E isso apesar de o Idec ter obtido, no Supremo Tribunal Federal (STF), a garantia de rotulagem com o triângulo amarelo em alimentos com ingredientes geneticamente modificados, independentemente da quantidade. Em maio do ano passado, o STF voltou a garantir a indicação no rótulo de alimentos que utilizam ingredientes geneticamente modificados, independentemente da quantidade presente.

A exigência estava suspensa desde 2012, por uma decisão provisória do ministro Ricardo Lewandovski, que atendeu ao pedido da União e da Associação Brasileira de Indústria de Alimentos (Abia).

“A decisão é importante porque enfraquece o projeto de lei que tramita no Congresso para derrubar a obrigatoriedade da informação no rótulo. Sem essa rotulagem, o consumidor tem negado seu direito à informação para decidir na hora da compra, conforme prevê o Código de Defesa do Consumidor”, diz a pesquisadora em alimentos do Idec, Ana Paula Bortoletto.

Palavra da indústria

A Associação Brasileira da Indústria da Cerveja (CervBrasil), que representa a Ambev, a Brasil Kirin, o Grupo Petrópolis e a Heineken – os quatro maiores fabricantes – afirma, em nota à reportagem da RBA, reproduzida em sua íntegra a seguir que “a indústria brasileira da cerveja é reconhecida pela alta qualidade de seus produtos e receitas que conquistaram o gosto do consumidor brasileiro – o que faz o país ser um dos maiores mercados de cerveja do mundo. O respeito ao consumidor é um dos principais valores do setor cervejeiro. É por isso, que aprimoramos sempre os processos, usamos os melhores ingredientes, adotamos as técnicas mais avançadas e inovamos sempre.

“As receitas, obviamente, variam de acordo com a marca e o tipo da cerveja. Os detalhes dessas formulações não são abertos ao consumidor, já que são informações confidenciais e que precisam ser protegidas para preservar o ambiente concorrencial do setor. Cada ingrediente é usado para trazer características ao produto. A utilização de cereais não-malteados na fabricação de cervejas não é uma exclusividade do Brasil. Isso acontece em diversos países. Um dos principais objetivos é conferir características como leveza e refrescância.

“Vale lembrar que as legislações brasileira e do Mercosul permitem que sejam usados cereais não-malteados na produção de cervejas, como milho, aveia, sorgo, arroz etc. Contudo, esse uso não é indiscriminado. A legislação estabelece a participação máxima de 45% destes insumos no chamado extrato primitivo (a parte sólida da cerveja). O setor cervejeiro no Brasil cumpre rigorosamente essa norma. Os padrões de qualidade e segurança da cerveja brasileira são regulados e fiscalizados pelo Ministério da Agricultura, Anvisa, entre outros órgãos.

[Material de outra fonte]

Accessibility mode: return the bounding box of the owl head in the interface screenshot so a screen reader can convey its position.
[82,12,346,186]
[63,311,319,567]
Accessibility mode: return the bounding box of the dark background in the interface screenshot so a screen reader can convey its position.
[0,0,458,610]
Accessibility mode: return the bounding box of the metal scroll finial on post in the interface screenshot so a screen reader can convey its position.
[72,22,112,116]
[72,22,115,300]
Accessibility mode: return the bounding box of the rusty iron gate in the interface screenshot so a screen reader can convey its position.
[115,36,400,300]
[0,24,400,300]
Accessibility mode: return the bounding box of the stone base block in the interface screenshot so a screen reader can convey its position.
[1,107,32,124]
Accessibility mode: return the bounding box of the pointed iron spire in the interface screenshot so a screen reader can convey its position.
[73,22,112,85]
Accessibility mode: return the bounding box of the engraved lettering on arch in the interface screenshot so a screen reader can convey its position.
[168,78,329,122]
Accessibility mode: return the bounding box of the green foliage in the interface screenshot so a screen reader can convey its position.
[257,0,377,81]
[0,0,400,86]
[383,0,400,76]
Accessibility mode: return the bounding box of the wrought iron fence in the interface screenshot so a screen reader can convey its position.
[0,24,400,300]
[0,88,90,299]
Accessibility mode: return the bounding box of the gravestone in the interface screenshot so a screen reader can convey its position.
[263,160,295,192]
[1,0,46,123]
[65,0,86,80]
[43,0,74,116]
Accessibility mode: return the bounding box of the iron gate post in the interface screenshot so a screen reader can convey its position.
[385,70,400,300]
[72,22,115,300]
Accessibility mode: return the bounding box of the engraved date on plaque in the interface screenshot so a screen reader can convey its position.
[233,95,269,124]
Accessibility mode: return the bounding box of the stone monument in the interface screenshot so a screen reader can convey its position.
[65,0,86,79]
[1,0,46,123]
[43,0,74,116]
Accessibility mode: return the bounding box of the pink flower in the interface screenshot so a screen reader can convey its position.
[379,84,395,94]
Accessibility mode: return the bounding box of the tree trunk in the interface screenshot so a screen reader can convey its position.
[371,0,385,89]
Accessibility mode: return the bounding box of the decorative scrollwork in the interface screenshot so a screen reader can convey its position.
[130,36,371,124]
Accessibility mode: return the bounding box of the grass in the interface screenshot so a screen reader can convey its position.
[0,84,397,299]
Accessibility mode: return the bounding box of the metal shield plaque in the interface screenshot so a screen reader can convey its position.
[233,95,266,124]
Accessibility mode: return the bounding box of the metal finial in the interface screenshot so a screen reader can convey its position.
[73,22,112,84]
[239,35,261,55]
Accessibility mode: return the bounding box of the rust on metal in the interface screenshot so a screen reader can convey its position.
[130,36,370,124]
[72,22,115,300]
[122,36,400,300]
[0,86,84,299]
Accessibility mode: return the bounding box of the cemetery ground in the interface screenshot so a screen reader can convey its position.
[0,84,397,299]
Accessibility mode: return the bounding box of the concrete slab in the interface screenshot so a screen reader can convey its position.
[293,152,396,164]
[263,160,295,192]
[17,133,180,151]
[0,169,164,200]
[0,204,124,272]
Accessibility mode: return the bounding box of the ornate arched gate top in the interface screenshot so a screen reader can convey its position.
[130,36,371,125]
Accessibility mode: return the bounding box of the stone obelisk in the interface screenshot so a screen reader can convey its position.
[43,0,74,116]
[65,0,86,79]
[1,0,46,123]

“As discussões em torno dos organismos geneticamente modificados fazem parte deste grande esforço. Por isso, as cervejarias acompanham de perto a questão e seguem todas as normais legais sobre o uso e rotulagem desses insumos. As cervejarias associadas à Associação Brasileira da Indústria da Cerveja (CervBrasil)- da qual participam Ambev, Brasil Kirin, Grupo Petrópolis e Heineken – realizaram testes de detecção de DNA transgênico que comprovam a ausência de organismos geneticamente modificados em seus produtos. Além disso, nossos produtos atendem às recomendações nacionais e internacionais mais rígidas de segurança, do início ao fim dos processos produtivos, não representando, portanto, qualquer risco à saúde do consumidor.”